Anonymous methods
Anonymous methods was recently added to Delphi (Delphi 10.3), but for those that haven't bothered learning them, here is a quick overview.
In traditional Object Pascal you have to declare everything, like this:
function Calculate(A, B: integer): integer;
begin
result := A div B;
end;
Traditional functions can also be expanded with "sub procedures", which you define as a part of their header section, like this:
function Calculate(A, B: integer): integer;
function GetFraction: boolean;
begin
result := frac( a / b) > 0;
end;
begin
result := A div B;
if GetFraction then
inc(result);
end;
Anonymous procedures (or functions) work much the same as sub-procedures, but with two major distinctions:
- They support re-entry
- They are defined in-place
Re-entry is a big deal because the JavaScript runtime environment will make sure that referenced variables and data in the code-block is still available on re-entry. This is not the same as how Delphi or C++Builder deals with things, because JavaScript will retain the entire data context, not just the variables within the anonymous procedure.
The reasoning behind this, is that anonymous methods are used as event-handlers and callback-handlers for asynchronous calls. JavaScript supports the notion of passing methods as parameters (a.k.a "callbacks"), solving and making asynchronous programming sane and manageable. If you had to declare a separate procedure or function for every possible asynchronous call you needed to do - it would be practically impossible to write and work with file-systems, sockets and anything that might not respond immediately.
For example, take something simple as reading from a file. In an asynchronous environment this is a non-blocking operation, which means you have to provide a procedure that will handle the data once it's available.
You are basically telling the system "Do this and then execute this procedure when its done":
procedure TForm1.LoadFile(TagValue: Variant; Filename: string; CB: TFileLoadCB);
begin
FFileSystem.ReadFile(TagValue, Filename, procedure (TagValue: variant; Filename: string; Data: TStream; Error: Exception)
begin
// Did ReadFile() fail?
if Error <> nil then
begin
// Deliver the exception back to our invoker
// Only throw the exception if no re-entry is provided
if assigned(CB) then
CB(TagValue, FileName, nil, Error)
else
raise Error;
exit;
end;
WriteLnF("File %s loaded, %d bytes available", [Filename, Data.Size]);
//Data is ready, deliver to invoker
if assigned(CB) then
CB(TagValue, FileName, Data, nil);
end);
end;
In the above code we invoke the ReadFile() method on a file-system class. We pass along a TagValue (see section on the TagValue paradigm) as the first parameter, the filename, and finally an anonymous procedure. That procedure will be invoked by ReadFile() whenever the data stream is available, or if an error occurred. If an error did occur, the exception is not raised immediately - but instead delivered to our procedure. That way, we can chose to either throw or mitigate the error. In our case above, we just pass it back to the initial invoker that called TForm1.LoadFile().
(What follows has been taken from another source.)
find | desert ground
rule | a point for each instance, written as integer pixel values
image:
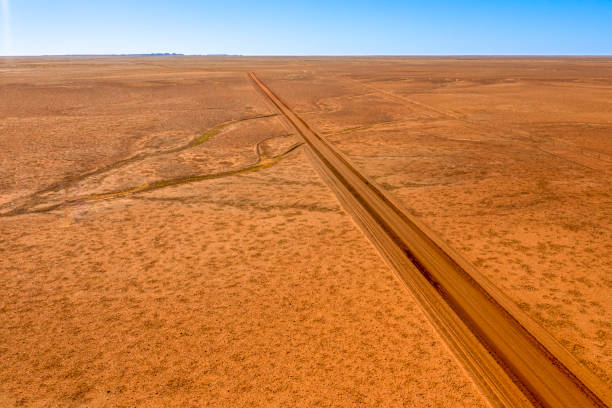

The point of the code above is that, we don't know when ReadFile() will return. It can take 1 millisecond, 1 second - or 30 minutes! (obviously it rarely takes that long, but you get the idea). Asynchronous programming really is non-blocking, and you have to write code that goes with the flow. Once you get the hang of it, you will knock out code that thrives.
Remember I mentioned that JavaScript will retain the code-block context until re-entry? In the above code, the Filename parameter in LoadFile() will still be readable and valid. As would variables explicitly defined in the var section of the procedure. Inline variables however, could be eaten by the garbage collector.
This is where the TagValue paradigm comes in, namely that you can send a value you want preserved into a process, and safely get it back on re-entry. You can read more about the TagValue concept here.
It is also worth noting that all Widget (visual controls) constructors use anonymous methods, achieving optimal performance as a result.